The dining area of the restaurant provides a cohesion that few places can emulate. It is a universe of emotional connections, enriched with the feedback of proximity.

Tell us about your journey in the world of food?

My husband and I were professionally trained in the hospitality business and worked at the finest luxury hotels in the country; had garnered a compelling individual reputation in their respective fields. Since its inception A Reverie instantly became an institution to reckon with; the standards have remained stratospheric and therein began one of the most intriguing stories in modern Goa gastronomy.

What are the challenges that you face in running a high end restaurant in Goa?

At the onset; we do not consider ourselves high end, though it has been a general perception. It’s just that we are different from quite a few sea side casual eateries with no negative inclination towards them. Entrepreneurship in this country, not just Goa does come with a fair share of challenges. One is perennially on a fire fighting mode, which can get rather overwhelming at times. We have had a rather crazy tryst with such challenges.

The key challenges specific to Goa, which we reckon other restaurateurs too suffer  seasonal variables, ever changing markets, ingredient availability, torrential rains that cause enormous damage to property, equipment, resulting an issues of maintenance. It’s like opening a new restaurant every year with stupendous costs of pre-opening, especially for open air or partially open air restaurants like ours.

Quality manpower and retaining a consistent loyal team in a state where a huge segment has a traditional sailor temperament of wanting to work aboard  is a huge challenge. And lastly, there is a small segment of  audience who fail to appreciate our pricing and compare to some other eateries obsession and fail to understand our obsession with supremely high quality ethically sourced ingredients which come at a price. And that being a licensed legitimate business operation, we are obliged to charge VAT.

Are there any plans to take the business to other parts of the country? Absolutely in form of pop up formats or perhaps even permanent ventures. We look forward towards showcasing the essence of Goa to other parts.

How did you design your menu? Tell us something about that?

Over the years, travelling and exploring have given me a way to explore new things. Dishes are re-visited, re-interpreted and re –invented. It is an endless continuous pursuit of learning, nourishing one’s love of food & its improvisation whilst maintaining a youthful enthusiasm, energy & dynamism.

We have seen many new restaurants opening in Goa during the last one year and the new one is that of Sarah Todd. Do you look at her as a potential competitor?

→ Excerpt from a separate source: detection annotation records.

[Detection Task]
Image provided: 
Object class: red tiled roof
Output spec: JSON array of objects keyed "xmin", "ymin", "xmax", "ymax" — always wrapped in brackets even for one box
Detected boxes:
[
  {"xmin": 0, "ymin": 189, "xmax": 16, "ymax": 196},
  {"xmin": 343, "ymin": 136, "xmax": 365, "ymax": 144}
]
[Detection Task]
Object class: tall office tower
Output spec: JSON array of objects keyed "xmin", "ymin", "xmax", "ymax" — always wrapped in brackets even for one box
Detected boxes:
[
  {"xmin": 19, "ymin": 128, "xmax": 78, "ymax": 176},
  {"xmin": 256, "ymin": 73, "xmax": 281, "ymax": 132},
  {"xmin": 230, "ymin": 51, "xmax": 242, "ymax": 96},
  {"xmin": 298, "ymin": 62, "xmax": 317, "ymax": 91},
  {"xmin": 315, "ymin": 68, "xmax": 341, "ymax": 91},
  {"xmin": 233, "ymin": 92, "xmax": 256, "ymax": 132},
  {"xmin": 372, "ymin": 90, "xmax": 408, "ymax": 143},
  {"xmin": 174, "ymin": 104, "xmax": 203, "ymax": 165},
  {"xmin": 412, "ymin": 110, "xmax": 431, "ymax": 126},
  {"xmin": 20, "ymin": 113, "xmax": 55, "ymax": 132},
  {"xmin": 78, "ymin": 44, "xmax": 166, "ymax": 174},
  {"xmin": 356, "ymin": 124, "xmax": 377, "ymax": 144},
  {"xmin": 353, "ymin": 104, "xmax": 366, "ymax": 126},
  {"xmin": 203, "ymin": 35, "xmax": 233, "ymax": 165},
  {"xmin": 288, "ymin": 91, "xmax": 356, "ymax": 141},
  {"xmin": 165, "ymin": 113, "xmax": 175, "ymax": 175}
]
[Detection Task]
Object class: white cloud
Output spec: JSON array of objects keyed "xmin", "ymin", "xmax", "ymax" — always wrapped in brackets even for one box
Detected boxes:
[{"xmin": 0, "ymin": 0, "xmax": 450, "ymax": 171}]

Firstly, in the business of restaurateuring; perhaps unlike many other businesses good competition is the greatest thing. No one has a meal at the same restaurant every day, especially whilst on a holiday experience. Multiple good restaurants help build a gourmet destination and collectively help all restaurants & a holiday destination. Travellers in today’s day and age actually plan holidays around meal experiences. We would want nothing more than to have many more great dining establishments open in Goa.